Advances in equipment and seed technology have greatly impacted the efficiency and yield of today’s farmer.
It's the beginning of another growing season. Homeowners are seeding lawns, planting shrubs and trees, and some of you are even trying your green hand in the garden. On area farmsteads, it's also the season for planting, but on a very large scale. Farmers in the Tri-County Area (Peoria, Tazewell and Woodford counties), plant nearly 450,000 acres of corn and over 250,000 acres of soybeans each year.
Fine-Tuning the Planter
A farmer’s most important piece of equipment in April and May is the planter.

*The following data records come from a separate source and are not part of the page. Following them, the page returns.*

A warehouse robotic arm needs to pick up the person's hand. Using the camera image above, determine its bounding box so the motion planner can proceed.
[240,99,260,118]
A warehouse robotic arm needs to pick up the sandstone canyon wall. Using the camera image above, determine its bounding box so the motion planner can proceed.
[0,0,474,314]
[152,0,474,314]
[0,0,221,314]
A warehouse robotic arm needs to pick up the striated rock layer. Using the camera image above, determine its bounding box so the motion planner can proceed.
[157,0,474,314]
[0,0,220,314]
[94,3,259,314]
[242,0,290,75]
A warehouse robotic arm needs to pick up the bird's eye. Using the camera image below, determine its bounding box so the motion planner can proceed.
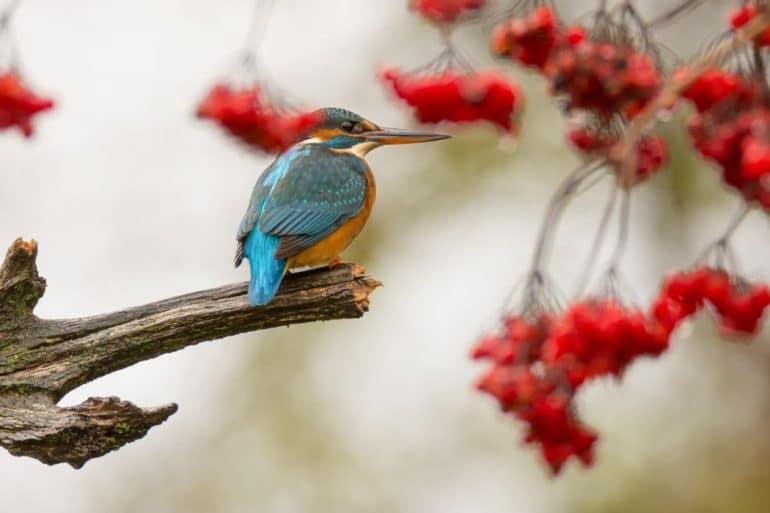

The seed has to be placed at the precise depth to ensure germination and survival, and to optimize yields, seeds need to be evenly spaced within the row. The challenge to farmers is to find and maintain a planter that will do this with changing soil, moisture and field residue conditions.

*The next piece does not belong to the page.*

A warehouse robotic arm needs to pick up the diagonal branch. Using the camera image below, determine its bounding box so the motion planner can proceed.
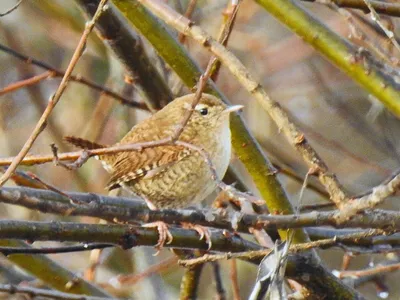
[0,0,108,187]
[139,0,348,208]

Planters have made great strides in the past century. In 1910, most farmers were pulling a planter with all-natural "horse"-power. Precision planting in that era was done by checkrow planting. In a checkrow system, the distance between hills of seed in a row equaled that between rows. A strong wire with knots at 40-inch intervals was fastened to iron stakes at each end of the row in a field and moved after each crossing. The wire ran through the planter, and as the horses plodded across the field, each knot on the wire tripped a mechanism in the planter's seed box, dropping the seeds. Rows were then evenly spaced in all directions—lengthways, crossways and even diagonally. The checkrow system with a mechanical planter was quite the advancement over the hoe and hand.

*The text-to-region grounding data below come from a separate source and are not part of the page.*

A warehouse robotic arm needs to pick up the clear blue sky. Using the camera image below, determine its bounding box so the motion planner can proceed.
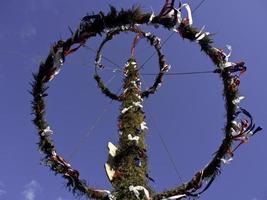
[0,0,267,200]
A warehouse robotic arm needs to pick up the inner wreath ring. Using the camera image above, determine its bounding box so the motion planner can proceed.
[94,27,169,101]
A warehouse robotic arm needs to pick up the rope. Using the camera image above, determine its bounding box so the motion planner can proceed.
[146,105,183,183]
[141,76,183,183]
[142,70,214,76]
[69,75,118,159]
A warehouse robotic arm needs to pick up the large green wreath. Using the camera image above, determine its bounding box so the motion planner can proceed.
[31,0,262,200]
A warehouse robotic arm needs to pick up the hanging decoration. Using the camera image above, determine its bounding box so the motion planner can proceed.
[31,0,262,200]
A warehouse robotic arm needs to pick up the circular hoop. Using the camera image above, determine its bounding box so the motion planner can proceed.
[31,5,261,200]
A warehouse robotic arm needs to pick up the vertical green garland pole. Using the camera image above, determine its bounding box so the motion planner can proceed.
[112,58,148,200]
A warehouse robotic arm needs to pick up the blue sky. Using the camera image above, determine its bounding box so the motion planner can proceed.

Fast forward a century to 2010. Planters have gone from two rows to 12 and beyond, with some planters as wide as 48 rows planting last year's corn crop. Most of the corn in the Peoria area and throughout the Corn Belt is planted with 30-inch row spacing. At an average planting speed of five miles per hour, a 24-row planter would cover nearly 300 acres in an eight-hour day. In 1910, a farmer moving the check-wire and riding the two-row planter behind his "horse"-power worked up a hearty appetite if he covered five acres in a day.
Farmers painstakingly fine-tune their planters to place each seed the same distance apart within each row. Evenly spaced seeds maximize light interception for photosynthesis and water and nutrient absorption by the roots, and create a canopy over the soil surface to prohibit those pesky weeds from taking root. This creates the potential for higher yields when harvest time arrives. A planter's "vision" in seed spacing accuracy will literally need to be 20/20 if it's to remain on the farm.
The number of seeds planted in the soil has also advanced. In 1910, four seeds dropped on 40-inch centers in the checkrow system had a seed population of approximately 18,000 seeds per acre, compared to 32,000 today. Just a decade ago, the average seed population per acre was around 28,000, and it’s forecast that populations will increase to 38,000 to 40,000 seeds per acre by 2020.
Some farmers today can adjust seed population from the comforts of the tractor seat as the planter is pulled through the field. Soil samples are taken in fields the prior year, aerial maps are analyzed for changing soil types, and previous years’ yields are fed through a computerized system so that seed populations can be precisely adjusted on the go. Fields vary in soil, fertility levels and topography, all of which play a role in the yield potential. To maximize yields, farmers can purchase a planting system that will, for instance, plant 26,000 seeds per acre in a less productive area of the field and 34,000 seeds per acre in an area of the field that has a deep, rich soil profile of nutrients and moisture-holding capacity.
You only need to go to Tremont, Illinois, to find one of the most advanced systems in precision planting. That's the exact name of the company—Precision Planting. Owner Gregg Sauder founded the company in 1993 with the idea of improving planting accuracy. His first product was the Keeton Seed Firmer, a simple piece of plastic that runs behind the seed tube of the planter. Imagine forming a trench in your garden, approximately an inch deep, with a hoe. You drop a kernel of corn every six inches and run your finger down each row, gently firming the seed into the trench. That's exactly the purpose of the Keeton Seed Firmer: to firm the seed in the trench for better seed-to-soil contact and more uniform germination.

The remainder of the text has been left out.